O mais chocante é o pormenor, que de pormenor tem muito pouco, de esta ser uma luta lançada contra um (pretenso) símbolo da opressão feminina no Islão, em nome da libertação da mulher do seu estatuto de subalternidade. Faria rir, se não fosse tão infamante, esta pretensão do aparelho repressivo do Estado burguês de libertar seja lá o que for, quanto mais agora as mulheres muçulmanas, a quem, nos arames farpados da costa europeia, nas «pateras» onde elas vêm apinhadas com filhos que morrem no mar,  nos centros de acolhimento que pouco devem aos campos de concentração, nos bairros sociais dos subúrbios, e nos gabinetes das repartições públicas, destrata com toda a sorte de perfídias, vexames, agressões e rebaixamentos que conceber se pode. Mas o mais curioso nesta discussão é precisamente a tese de que a mulher muçulmana precisa do concurso da polícia branca, europeia, e já agora masculina, para poder confrontar aquilo que a oprime (sendo escusado dizer que a tal polícia europeia, masculina, e branca, sabe muito melhor do que a mulher muçulmana aquilo que a oprime): a admissão da livre vontade na adesão ao código de vestuário islâmico, ou alternativamente admissão da possibilidade de essa ruptura, a ter de se operar, ser obra das próprias mulheres muçulmanas, surge como um discurso em mandarim perante uma plateia que só fala português. Discurso esse que tem mais de parecido com a justificação de Bush para a invasão do Afeganistão do que muitos gostariam de admitir.
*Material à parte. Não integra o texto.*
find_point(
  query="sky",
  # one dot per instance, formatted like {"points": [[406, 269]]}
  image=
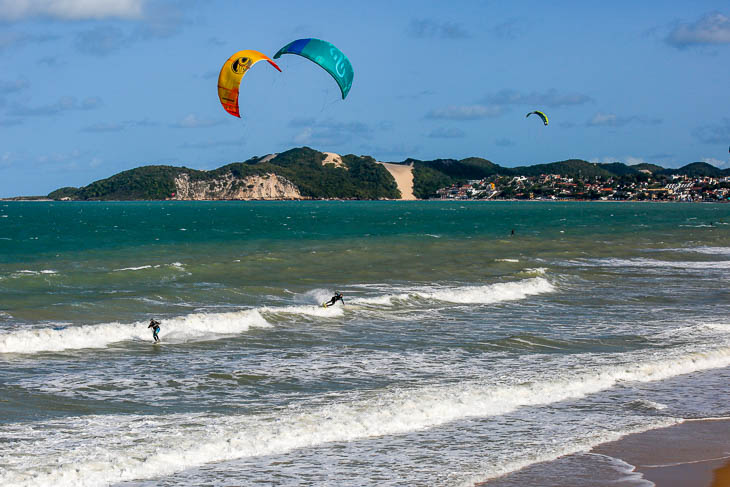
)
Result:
{"points": [[89, 88]]}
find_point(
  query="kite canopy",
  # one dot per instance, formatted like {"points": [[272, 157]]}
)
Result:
{"points": [[231, 74], [539, 114], [327, 56]]}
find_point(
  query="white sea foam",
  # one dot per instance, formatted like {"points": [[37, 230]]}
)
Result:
{"points": [[26, 272], [491, 293], [487, 294], [708, 250], [181, 329], [134, 268], [100, 450], [653, 263], [176, 265], [309, 310]]}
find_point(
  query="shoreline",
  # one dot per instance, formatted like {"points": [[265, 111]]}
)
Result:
{"points": [[452, 200], [695, 452]]}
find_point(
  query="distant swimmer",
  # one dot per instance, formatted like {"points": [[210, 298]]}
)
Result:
{"points": [[155, 325], [335, 298]]}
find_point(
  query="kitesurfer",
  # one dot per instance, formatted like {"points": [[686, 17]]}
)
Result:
{"points": [[335, 298], [155, 325]]}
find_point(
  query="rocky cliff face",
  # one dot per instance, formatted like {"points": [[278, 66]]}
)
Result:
{"points": [[228, 187]]}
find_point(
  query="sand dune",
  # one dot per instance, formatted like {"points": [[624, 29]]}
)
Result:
{"points": [[403, 178]]}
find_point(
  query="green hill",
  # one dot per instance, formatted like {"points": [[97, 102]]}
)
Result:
{"points": [[358, 177], [571, 168], [699, 169]]}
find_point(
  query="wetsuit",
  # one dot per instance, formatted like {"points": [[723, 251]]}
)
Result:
{"points": [[155, 325], [335, 298]]}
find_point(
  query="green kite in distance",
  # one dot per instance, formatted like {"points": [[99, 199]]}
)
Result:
{"points": [[327, 56], [539, 114]]}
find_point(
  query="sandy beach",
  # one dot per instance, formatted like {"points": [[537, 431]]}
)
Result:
{"points": [[695, 453], [403, 176]]}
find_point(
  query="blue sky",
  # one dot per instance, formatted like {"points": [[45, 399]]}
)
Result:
{"points": [[89, 88]]}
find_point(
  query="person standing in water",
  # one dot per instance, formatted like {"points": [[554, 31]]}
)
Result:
{"points": [[335, 298], [155, 325]]}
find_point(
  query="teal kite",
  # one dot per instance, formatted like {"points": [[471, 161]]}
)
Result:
{"points": [[327, 56], [539, 114]]}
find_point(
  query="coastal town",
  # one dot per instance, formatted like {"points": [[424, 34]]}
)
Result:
{"points": [[642, 187]]}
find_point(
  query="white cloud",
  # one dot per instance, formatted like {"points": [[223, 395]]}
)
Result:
{"points": [[65, 103], [712, 28], [714, 133], [466, 112], [71, 9], [549, 98], [429, 28], [192, 121], [612, 120], [13, 86], [446, 133], [719, 163], [328, 133]]}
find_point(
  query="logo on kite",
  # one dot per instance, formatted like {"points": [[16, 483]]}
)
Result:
{"points": [[231, 75], [539, 114], [240, 65], [327, 56]]}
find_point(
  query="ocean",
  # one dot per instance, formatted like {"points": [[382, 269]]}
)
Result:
{"points": [[463, 352]]}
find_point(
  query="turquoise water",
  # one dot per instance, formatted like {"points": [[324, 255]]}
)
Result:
{"points": [[463, 352]]}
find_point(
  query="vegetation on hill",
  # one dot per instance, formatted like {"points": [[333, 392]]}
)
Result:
{"points": [[360, 177]]}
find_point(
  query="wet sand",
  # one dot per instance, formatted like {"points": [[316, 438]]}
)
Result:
{"points": [[695, 453]]}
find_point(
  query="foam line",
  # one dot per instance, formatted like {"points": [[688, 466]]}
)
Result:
{"points": [[487, 294], [179, 329], [105, 449]]}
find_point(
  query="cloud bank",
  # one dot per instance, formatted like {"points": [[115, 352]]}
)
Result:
{"points": [[71, 9], [710, 29]]}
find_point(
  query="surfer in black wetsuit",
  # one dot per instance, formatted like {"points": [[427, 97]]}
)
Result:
{"points": [[155, 325], [335, 298]]}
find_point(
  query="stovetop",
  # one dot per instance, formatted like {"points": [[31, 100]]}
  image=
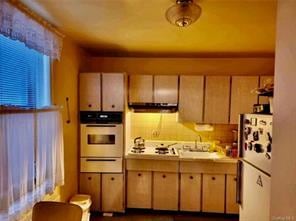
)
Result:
{"points": [[155, 149]]}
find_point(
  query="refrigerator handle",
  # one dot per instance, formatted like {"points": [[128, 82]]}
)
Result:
{"points": [[239, 182], [240, 135]]}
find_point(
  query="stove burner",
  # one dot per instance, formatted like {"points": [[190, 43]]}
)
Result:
{"points": [[162, 150], [137, 151]]}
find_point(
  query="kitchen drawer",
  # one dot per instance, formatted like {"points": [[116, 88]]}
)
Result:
{"points": [[153, 165], [208, 167], [95, 165]]}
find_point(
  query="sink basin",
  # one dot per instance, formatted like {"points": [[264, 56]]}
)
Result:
{"points": [[199, 155]]}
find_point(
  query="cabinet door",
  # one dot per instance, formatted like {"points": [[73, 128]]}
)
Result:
{"points": [[213, 193], [165, 191], [217, 97], [191, 96], [166, 89], [242, 100], [140, 88], [190, 192], [263, 81], [231, 205], [113, 91], [90, 91], [90, 183], [112, 193], [139, 189]]}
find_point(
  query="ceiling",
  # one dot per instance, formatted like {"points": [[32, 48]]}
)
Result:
{"points": [[139, 27]]}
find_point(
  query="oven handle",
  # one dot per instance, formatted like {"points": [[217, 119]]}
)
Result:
{"points": [[103, 125], [100, 160], [239, 182]]}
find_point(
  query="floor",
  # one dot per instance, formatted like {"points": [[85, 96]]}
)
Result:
{"points": [[132, 215]]}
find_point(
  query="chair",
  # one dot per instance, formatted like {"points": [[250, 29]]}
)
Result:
{"points": [[56, 211]]}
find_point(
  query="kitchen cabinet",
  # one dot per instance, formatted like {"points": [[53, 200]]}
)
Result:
{"points": [[139, 189], [263, 81], [113, 92], [217, 98], [90, 183], [242, 98], [165, 191], [90, 91], [140, 88], [213, 193], [112, 193], [191, 99], [190, 192], [231, 205], [149, 89], [166, 89], [101, 92]]}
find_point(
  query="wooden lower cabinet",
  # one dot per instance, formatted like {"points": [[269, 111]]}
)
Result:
{"points": [[90, 183], [165, 191], [231, 205], [213, 192], [112, 193], [190, 192], [139, 189]]}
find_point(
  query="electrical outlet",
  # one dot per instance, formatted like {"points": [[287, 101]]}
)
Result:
{"points": [[155, 133]]}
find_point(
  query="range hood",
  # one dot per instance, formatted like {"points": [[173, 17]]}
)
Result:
{"points": [[153, 107]]}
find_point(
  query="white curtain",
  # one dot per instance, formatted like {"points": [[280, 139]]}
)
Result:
{"points": [[17, 25], [25, 139]]}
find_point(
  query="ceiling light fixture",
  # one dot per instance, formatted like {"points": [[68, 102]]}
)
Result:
{"points": [[183, 13]]}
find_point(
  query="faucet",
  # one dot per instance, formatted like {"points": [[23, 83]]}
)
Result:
{"points": [[200, 138]]}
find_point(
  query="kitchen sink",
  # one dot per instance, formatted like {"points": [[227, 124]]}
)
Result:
{"points": [[199, 155]]}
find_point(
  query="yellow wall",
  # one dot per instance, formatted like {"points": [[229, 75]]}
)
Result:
{"points": [[147, 124], [65, 84]]}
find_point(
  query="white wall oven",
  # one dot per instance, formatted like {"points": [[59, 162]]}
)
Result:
{"points": [[101, 141]]}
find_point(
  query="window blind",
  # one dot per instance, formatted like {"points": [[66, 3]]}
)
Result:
{"points": [[24, 76]]}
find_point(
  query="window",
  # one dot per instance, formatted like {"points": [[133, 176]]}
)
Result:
{"points": [[24, 76], [31, 141]]}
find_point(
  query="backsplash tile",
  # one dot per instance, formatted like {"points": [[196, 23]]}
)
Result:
{"points": [[156, 126]]}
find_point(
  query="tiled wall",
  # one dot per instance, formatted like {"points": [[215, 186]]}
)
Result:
{"points": [[155, 126]]}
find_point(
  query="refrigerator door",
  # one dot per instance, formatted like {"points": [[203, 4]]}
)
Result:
{"points": [[255, 140], [255, 196]]}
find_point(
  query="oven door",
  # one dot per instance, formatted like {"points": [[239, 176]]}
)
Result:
{"points": [[101, 140]]}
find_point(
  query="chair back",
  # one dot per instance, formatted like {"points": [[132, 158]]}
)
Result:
{"points": [[56, 211]]}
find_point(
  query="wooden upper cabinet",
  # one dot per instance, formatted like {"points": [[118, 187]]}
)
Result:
{"points": [[217, 92], [263, 81], [90, 91], [242, 99], [113, 91], [140, 88], [191, 96], [166, 89]]}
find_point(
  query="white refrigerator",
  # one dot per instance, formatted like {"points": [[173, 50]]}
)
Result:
{"points": [[254, 168]]}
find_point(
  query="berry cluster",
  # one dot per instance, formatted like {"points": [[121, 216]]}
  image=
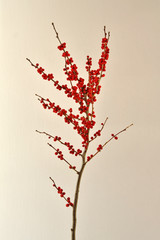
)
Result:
{"points": [[115, 137], [100, 147], [62, 194]]}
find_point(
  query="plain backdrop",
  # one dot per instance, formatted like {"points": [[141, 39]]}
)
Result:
{"points": [[120, 189]]}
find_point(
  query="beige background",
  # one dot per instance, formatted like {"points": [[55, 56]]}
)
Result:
{"points": [[120, 191]]}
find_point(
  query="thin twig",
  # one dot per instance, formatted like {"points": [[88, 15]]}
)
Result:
{"points": [[113, 137], [63, 158]]}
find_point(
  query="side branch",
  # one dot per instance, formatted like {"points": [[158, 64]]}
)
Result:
{"points": [[100, 147], [62, 158]]}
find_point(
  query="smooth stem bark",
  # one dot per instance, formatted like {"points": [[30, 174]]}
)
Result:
{"points": [[74, 219]]}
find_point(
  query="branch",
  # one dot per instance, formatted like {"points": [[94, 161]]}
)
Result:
{"points": [[96, 134], [114, 136], [60, 191], [70, 166], [56, 138]]}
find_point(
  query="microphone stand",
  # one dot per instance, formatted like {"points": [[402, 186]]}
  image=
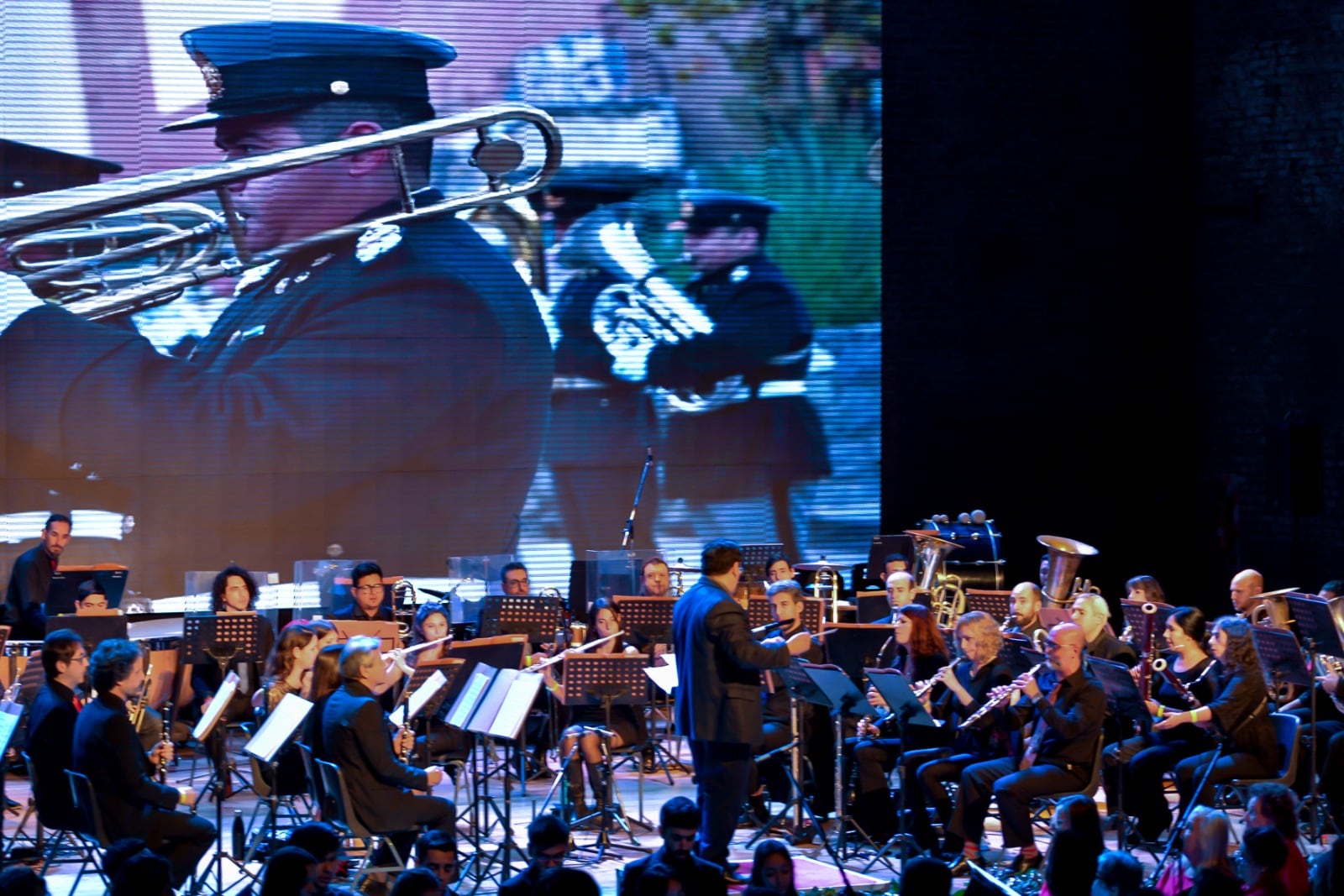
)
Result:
{"points": [[628, 537]]}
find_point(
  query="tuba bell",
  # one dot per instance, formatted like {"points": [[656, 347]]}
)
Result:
{"points": [[1066, 555]]}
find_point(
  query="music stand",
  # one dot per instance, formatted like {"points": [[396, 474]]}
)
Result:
{"points": [[495, 705], [538, 618], [265, 746], [1321, 636], [223, 638], [905, 707], [853, 645], [606, 680], [1135, 617], [996, 604], [844, 699]]}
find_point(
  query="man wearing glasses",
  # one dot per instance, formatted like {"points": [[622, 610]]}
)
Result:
{"points": [[51, 727], [369, 591], [1059, 715]]}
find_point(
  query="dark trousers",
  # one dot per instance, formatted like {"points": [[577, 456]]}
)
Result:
{"points": [[181, 839], [1000, 781], [1132, 773], [722, 773], [1230, 765]]}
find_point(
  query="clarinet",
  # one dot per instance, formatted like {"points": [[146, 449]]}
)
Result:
{"points": [[165, 741], [992, 705]]}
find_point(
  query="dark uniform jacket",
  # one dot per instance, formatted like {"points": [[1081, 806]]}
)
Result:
{"points": [[718, 694], [763, 335], [1073, 721], [107, 750], [29, 584], [696, 875], [355, 738], [349, 396], [51, 735]]}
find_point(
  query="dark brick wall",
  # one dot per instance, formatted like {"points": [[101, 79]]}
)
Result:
{"points": [[1112, 271]]}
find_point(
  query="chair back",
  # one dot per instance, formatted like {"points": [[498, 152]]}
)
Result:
{"points": [[87, 808], [338, 799], [1285, 732]]}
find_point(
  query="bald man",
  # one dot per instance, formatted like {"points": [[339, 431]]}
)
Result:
{"points": [[1059, 715], [1026, 600]]}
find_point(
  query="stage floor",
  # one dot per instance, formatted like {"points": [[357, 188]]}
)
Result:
{"points": [[813, 866]]}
Ou seja, tudo na foto em questão revela o que de mais abstruso o pensamento hegemónico ocidental inventou: a evangelização libertadora do selvagem sem civilização, a libertação feminina a golpes de bastão, a igualdade sob pena de multa, a «integração» coerciva numa sociedade tolerante. Quanto aos que considerem estranho que a liberdade seja uma coisa tão repressiva e autoritária, é a cereja em cima do bolo, revelam uma mentalidade eivada de pensamento politicamente correcto que expõe o «nosso» modo de vida às agressões de uma comunidade islâmica sanguinária e semi-animalesca, em permanente tensão para bater em alguém,

Pouco há a dizer sobre a função social que esta divisão entre pobres de tez escura e véu na cabeça e pobres de pele clara e francês escorreito, entre pobres que vivem nos bairros sociais e pobres que vivem nos quarteirões sem estigma, entre pobres que ganham mais por terem barba e pobres que ganham menos por serem mulheres, entre pobres que podem apanhar um táxi às quatro da manhã e pobres perante os quais o taxista mete o táxi prego a fundo. Ela é um dos elementos mais poderosos do melhor aliado de que o capitalismo dispõe na luta de classes: a desunião dos sectores explorados da sociedade, a sua divisão e o seu asco, em torno da conservação de privilégios que, quanto mais triviais, melhor. Mais importante que fazer coro com os desafios ao «politicamente correcto» dos Paulos Portas e dos Marinhos Pintos deste mundo, fundamental é abandonar a naturalização da sociedade burguesa como «o nosso modo de vida», a repressão policial como «a protecção dos cidadãos», a fascização da sociedade como «a nossa segurança», a segregação chauvinista da classe como «eles se quiserem que se adaptem ao nosso [porque o burguês nos ensinou que era nosso, na escola e nos jornais dele] modo de vida». E sim, fazê-lo é aderir ao politicamente correcto: é aderir ao que, politicamente, corresponde aos interesses da unidade da classe, da sua organização, e da luta pelo socialismo. Estando correcto por isso. E estando errado o oposto.